Del mismo modo que la mayoría del público otorga al barco grande que es remolcado la distinción de ser el objeto poderoso, normalmente daba la impresión de que era el Patriarca quien pronunciaba las palabras de Pancks.

—¿De veras? —preguntó Clennam, quien también se había llevado esa impresión gracias a un simple pero muy eficaz destello de la calva lustrosa, que le llevó a dirigir la pregunta al barco, y no al remolcador—. ¿Tan pobres son sus habitantes?

—Es imposible saber —replicó Pancks con un bufido, sacándose una de las sucias manos de los bolsillos, de color grisáceo como el acero oxidado, para morderse las uñas, en caso de poder encontrarlas, y volviendo sus ojillos redondos y brillantes a su patrón— si son pobres o no. Eso afirman, pero todos dicen lo mismo. Si un hombre declara ser rico, generalmente se puede estar seguro de que no lo es. Además, si efectivamente son pobres, usted no puede hacer nada por remediarlo. Acabaría siéndolo también si no le pagaran el alquiler.

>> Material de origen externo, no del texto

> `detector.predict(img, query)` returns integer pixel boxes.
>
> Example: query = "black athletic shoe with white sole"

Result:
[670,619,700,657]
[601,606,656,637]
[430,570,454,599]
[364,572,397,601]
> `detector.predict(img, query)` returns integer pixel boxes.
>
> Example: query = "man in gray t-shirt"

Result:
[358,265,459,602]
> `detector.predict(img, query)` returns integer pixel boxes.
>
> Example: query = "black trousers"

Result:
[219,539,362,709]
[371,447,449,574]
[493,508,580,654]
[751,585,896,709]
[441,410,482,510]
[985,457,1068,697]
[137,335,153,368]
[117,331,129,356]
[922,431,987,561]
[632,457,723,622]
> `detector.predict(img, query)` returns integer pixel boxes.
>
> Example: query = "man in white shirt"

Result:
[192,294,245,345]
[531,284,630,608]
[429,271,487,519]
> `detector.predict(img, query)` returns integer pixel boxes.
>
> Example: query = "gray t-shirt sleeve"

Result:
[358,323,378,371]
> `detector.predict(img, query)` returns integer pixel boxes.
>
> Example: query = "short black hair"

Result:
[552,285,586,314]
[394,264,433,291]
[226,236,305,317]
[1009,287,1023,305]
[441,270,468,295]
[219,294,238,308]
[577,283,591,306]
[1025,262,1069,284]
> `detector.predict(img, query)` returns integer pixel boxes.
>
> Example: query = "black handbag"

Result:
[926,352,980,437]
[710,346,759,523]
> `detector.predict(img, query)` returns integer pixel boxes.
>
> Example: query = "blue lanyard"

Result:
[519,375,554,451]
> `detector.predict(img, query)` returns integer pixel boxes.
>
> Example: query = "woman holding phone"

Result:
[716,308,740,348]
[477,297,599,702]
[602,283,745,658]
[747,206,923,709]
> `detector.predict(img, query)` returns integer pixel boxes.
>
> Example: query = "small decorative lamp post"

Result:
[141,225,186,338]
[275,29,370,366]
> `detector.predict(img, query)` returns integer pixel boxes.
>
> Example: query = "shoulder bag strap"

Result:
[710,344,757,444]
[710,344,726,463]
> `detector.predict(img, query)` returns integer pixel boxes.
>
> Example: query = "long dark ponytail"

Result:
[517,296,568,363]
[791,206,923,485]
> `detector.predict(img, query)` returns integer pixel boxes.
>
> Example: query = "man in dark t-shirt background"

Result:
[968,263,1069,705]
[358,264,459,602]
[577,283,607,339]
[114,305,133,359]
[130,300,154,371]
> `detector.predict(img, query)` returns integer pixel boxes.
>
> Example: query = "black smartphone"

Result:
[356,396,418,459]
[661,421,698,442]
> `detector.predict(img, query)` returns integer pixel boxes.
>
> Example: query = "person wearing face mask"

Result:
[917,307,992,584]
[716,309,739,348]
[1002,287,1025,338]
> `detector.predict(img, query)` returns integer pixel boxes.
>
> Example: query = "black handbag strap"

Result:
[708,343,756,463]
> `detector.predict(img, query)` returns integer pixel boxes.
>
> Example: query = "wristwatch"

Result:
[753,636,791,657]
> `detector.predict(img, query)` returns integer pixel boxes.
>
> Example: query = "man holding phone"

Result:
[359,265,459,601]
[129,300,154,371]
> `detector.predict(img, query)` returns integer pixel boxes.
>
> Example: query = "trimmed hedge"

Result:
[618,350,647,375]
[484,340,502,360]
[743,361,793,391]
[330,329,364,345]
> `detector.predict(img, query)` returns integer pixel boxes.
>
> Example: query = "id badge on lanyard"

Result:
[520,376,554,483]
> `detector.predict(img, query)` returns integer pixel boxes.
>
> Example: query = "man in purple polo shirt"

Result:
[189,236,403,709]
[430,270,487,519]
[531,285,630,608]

—Eso es cierto —observó Arthur.

—Usted no va a abrir un hospicio para todos los pobres de Londres —prosiguió Pancks—. Ni a alojarlos gratis. No va a abrirles sus puertas de par en par a cambio de nada. No lo hará, si lo puede evitar.

El señor Casby asintió con la cabeza con una imprecisión plácida y benévola.

—Si una persona le alquila una habitación a media corona por semana y, cuando pasa la semana, no da la media corona, hay que decirle: «¿Cómo es que tiene usted la habitación? Si no tiene una cosa, ¿cómo es que tiene la otra? ¿Dónde ha estado usted, y qué ha hecho con su dinero? ¿Qué pretende? ¿Qué se trae entre manos?». Eso es lo que hay que decirle a una persona de esa calaña y, si no lo hace, ¡peor para usted!

En ese momento, el señor Pancks emitió un ruido singular y sorprendente al exhalar un soplido enormemente trabajoso por la nariz, que no obtuvo otro efecto que el acústico.

—Tengo entendido que posee usted varios inmuebles en el este y el noroeste de la ciudad —intervino Clennam, sin saber muy bien a cuál de los dos dirigirse.

—Unos cuantos —respondió Pancks—. Pero no sólo en el este y el noroeste, sino en los cuatro puntos cardinales. Lo que a uno le interesa es una buena inversión y unas ganancias rápidas. Hay que aprovechar las oportunidades que se presentan. La situación no es importante.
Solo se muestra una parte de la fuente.